Why it matters: Taiwan Semiconductor Manufacturing Company (TSMC) is set to sign a deal with IBM to produce mainframe server chips. As a big player in the global data center market, a contract to supply IBM could propel TSMC into a position to contend with Intel which currently owns the market.
The business machine giant designs its own server chips, which are presently produced by GlobalFoundries, so the change to a new supplier is a big blow for the rival manufacturer. According to sources with Nikkei, IBM looks to move to a smaller process for its next generation of mainframe servers, and Taiwan-based TSMC has the only 7nm technology available.
Currently, Intel controls 96 percent of the data center server market. It is working on a 10nm process that is expected to compete with TSMC’s slimmer wafers, but those chips have been delayed until some time in late 2019. In the meantime, IBM can start using a 7nm chip right away.
“We think Intel could gradually lose some market share … for its most lucrative data center server chip business,” said Trendforce analyst Liu Chia-hao.
As of its last earnings report, Intel receives about 50 percent of its operating revenue through its data center division. It reported revenues of $17.09 billion just in the first nine months of 2018. This chunk of the sector is made up of mostly Dell and HP servers with IBM in third place. Although it ships far fewer units than competitors, the IBM’s data servers are considered by some to be the “Rolls-Royces” of the market.
“Compared with ordinary enterprise servers that come with Intel’s X-86 chips, They are much more expensive than those products,” said Danny Kuo, an analyst with IDC. “The IBM sever core chips will be much more expensive as well.”
Banks and other companies use IBM setups ranging from $300,000 to $2 million.
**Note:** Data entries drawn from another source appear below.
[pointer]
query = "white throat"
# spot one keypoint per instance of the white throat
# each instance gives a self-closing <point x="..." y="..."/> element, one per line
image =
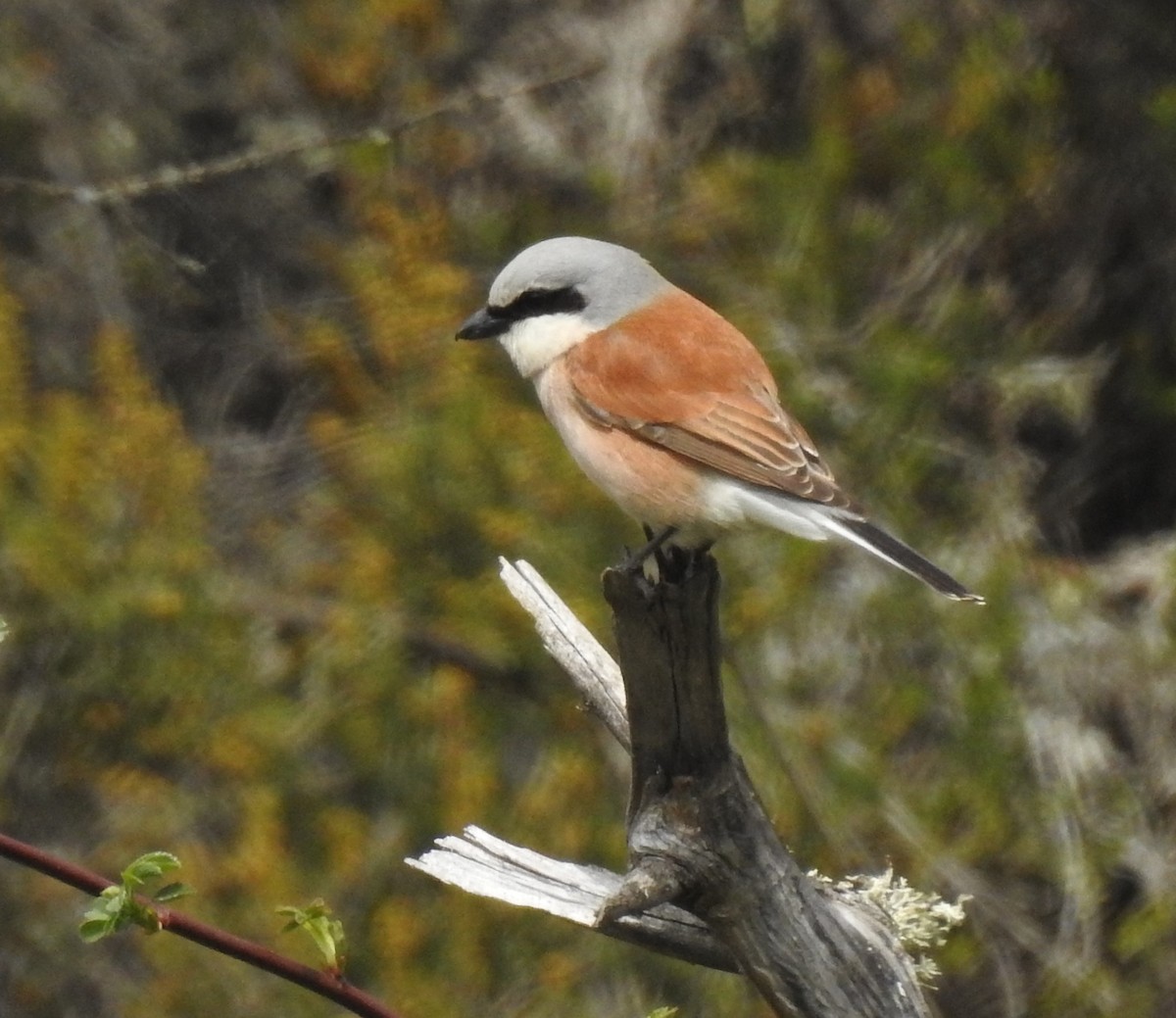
<point x="533" y="343"/>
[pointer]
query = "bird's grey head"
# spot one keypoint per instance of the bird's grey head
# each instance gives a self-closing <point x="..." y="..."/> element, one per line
<point x="559" y="292"/>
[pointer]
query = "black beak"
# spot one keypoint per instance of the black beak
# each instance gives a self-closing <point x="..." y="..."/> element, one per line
<point x="483" y="324"/>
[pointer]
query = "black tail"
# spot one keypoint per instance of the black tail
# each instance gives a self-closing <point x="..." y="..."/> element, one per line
<point x="893" y="551"/>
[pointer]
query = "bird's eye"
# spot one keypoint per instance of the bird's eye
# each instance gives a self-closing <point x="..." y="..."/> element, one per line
<point x="532" y="304"/>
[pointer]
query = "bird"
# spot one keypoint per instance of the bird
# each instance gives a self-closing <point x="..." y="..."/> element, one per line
<point x="668" y="407"/>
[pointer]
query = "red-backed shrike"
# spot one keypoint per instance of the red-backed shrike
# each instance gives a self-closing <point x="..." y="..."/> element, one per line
<point x="665" y="405"/>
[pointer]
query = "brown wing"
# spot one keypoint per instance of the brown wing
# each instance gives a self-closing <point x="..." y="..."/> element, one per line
<point x="681" y="376"/>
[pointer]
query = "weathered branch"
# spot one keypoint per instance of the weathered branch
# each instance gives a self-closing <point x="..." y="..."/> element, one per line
<point x="482" y="864"/>
<point x="698" y="834"/>
<point x="695" y="818"/>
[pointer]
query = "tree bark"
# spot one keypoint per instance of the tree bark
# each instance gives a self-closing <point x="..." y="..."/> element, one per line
<point x="699" y="836"/>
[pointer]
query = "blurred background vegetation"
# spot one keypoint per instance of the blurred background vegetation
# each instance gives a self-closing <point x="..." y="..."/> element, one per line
<point x="253" y="494"/>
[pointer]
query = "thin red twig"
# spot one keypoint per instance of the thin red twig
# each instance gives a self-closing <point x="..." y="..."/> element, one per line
<point x="316" y="981"/>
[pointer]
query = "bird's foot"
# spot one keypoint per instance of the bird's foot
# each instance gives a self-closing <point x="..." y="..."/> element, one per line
<point x="652" y="557"/>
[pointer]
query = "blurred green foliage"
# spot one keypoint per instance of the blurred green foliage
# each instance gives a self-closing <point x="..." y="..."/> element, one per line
<point x="285" y="710"/>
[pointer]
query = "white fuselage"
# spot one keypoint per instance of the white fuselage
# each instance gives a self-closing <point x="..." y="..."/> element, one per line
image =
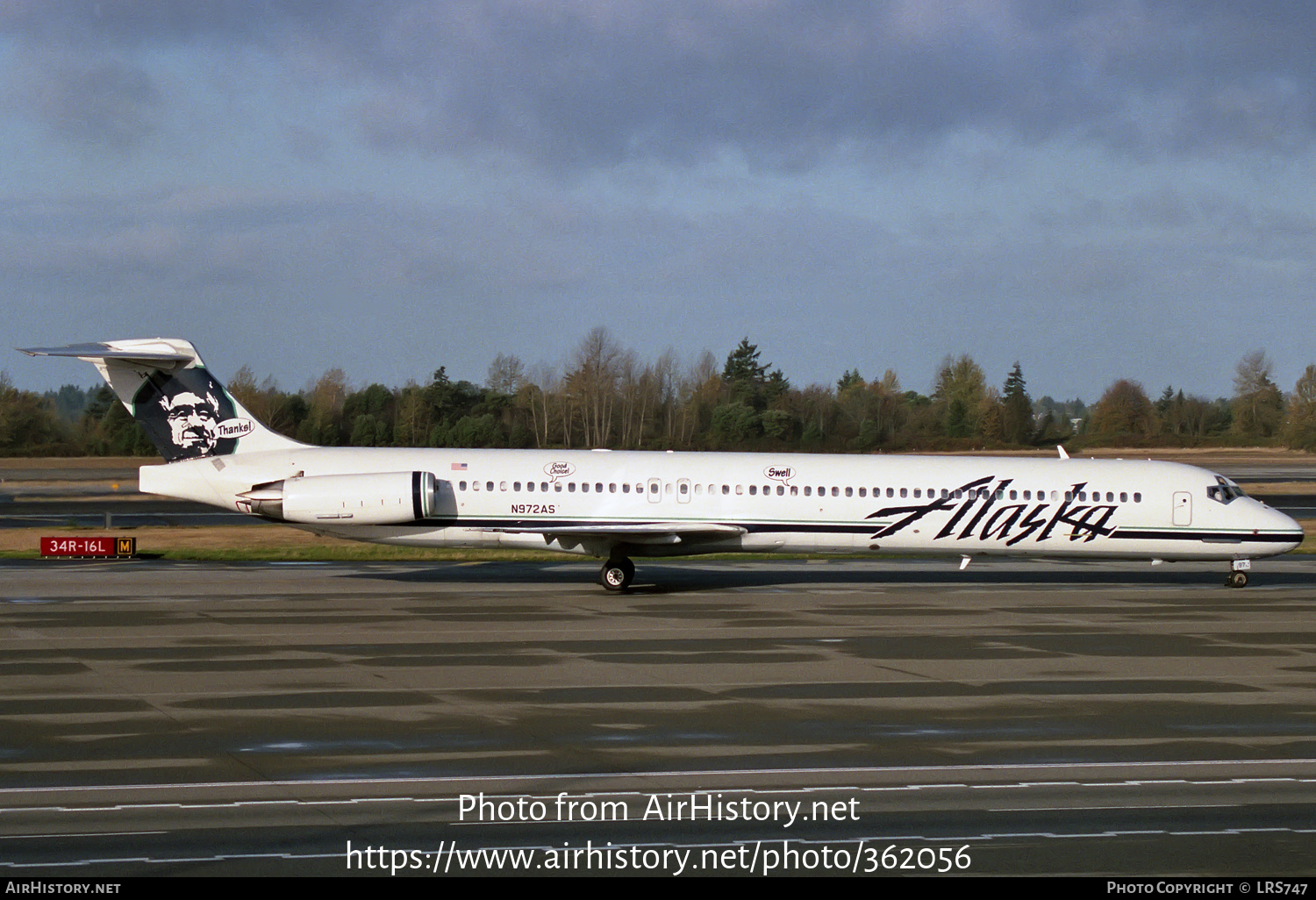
<point x="650" y="504"/>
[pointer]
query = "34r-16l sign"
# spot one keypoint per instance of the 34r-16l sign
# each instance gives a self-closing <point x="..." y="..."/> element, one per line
<point x="87" y="546"/>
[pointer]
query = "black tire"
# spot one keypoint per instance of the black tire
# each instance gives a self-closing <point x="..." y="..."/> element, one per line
<point x="618" y="574"/>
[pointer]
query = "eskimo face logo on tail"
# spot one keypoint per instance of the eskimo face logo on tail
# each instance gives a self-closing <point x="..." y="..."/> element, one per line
<point x="187" y="415"/>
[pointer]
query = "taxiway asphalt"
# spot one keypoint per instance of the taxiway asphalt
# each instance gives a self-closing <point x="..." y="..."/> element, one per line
<point x="253" y="718"/>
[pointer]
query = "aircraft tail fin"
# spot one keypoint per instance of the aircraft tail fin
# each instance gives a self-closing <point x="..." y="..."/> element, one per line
<point x="165" y="386"/>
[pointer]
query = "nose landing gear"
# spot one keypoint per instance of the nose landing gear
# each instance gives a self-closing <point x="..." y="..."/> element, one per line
<point x="1239" y="574"/>
<point x="618" y="574"/>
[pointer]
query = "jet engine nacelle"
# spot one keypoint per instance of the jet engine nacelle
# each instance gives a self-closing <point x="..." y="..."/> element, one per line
<point x="378" y="499"/>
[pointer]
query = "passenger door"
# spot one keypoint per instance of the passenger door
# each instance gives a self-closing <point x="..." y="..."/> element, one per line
<point x="1182" y="508"/>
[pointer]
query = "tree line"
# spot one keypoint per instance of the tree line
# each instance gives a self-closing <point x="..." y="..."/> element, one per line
<point x="605" y="396"/>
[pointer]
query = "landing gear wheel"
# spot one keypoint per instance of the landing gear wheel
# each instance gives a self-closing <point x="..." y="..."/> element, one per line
<point x="618" y="574"/>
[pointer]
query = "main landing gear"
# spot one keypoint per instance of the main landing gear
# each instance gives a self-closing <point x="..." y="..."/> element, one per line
<point x="618" y="574"/>
<point x="1239" y="575"/>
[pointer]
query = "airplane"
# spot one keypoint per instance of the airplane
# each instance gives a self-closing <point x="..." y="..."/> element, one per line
<point x="621" y="504"/>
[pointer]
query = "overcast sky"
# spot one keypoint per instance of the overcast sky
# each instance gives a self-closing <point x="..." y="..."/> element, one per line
<point x="1098" y="189"/>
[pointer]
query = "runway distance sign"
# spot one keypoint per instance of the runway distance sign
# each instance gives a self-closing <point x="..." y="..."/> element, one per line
<point x="89" y="546"/>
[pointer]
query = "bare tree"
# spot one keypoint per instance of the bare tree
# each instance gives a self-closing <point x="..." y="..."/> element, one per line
<point x="1258" y="407"/>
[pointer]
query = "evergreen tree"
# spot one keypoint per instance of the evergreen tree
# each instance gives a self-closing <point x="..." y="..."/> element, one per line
<point x="1016" y="410"/>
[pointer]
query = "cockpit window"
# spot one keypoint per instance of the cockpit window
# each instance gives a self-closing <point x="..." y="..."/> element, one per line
<point x="1224" y="491"/>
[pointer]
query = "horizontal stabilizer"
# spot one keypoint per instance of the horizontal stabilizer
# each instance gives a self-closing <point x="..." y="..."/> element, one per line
<point x="145" y="352"/>
<point x="183" y="410"/>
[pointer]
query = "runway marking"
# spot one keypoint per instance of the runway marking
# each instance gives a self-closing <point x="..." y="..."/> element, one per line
<point x="692" y="773"/>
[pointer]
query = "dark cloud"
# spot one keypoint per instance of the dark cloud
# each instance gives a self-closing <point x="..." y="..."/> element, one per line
<point x="595" y="82"/>
<point x="107" y="104"/>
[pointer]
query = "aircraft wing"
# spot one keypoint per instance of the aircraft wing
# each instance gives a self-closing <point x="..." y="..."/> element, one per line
<point x="636" y="533"/>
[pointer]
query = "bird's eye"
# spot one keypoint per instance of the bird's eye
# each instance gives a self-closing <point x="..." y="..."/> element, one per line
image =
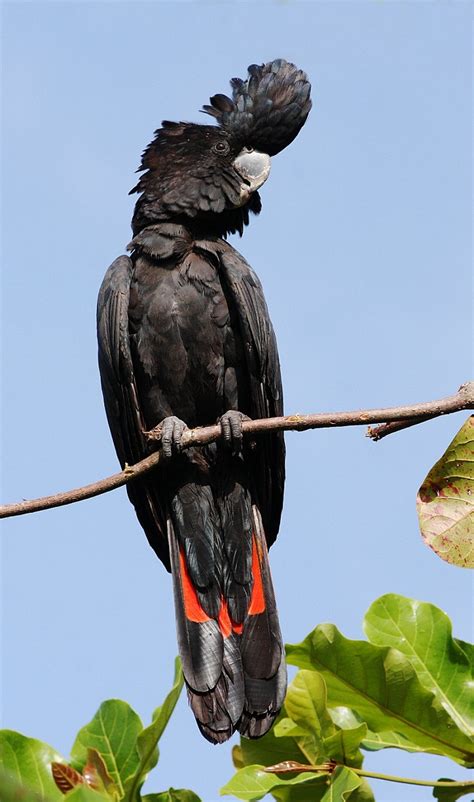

This higher-end clientele means TSMC will see greater profits producing custom chips for IBM. With recent shifts in the mobile market, including reduced production numbers from its main mobile client Apple, the company looks to other areas to hedge its numbers.
The Taiwan chip maker will not be knocking Intel off of its 96-percentage-point perch any time soon, but penning the deal with IBM could be a good start that is bound to bring immediate growth to the company.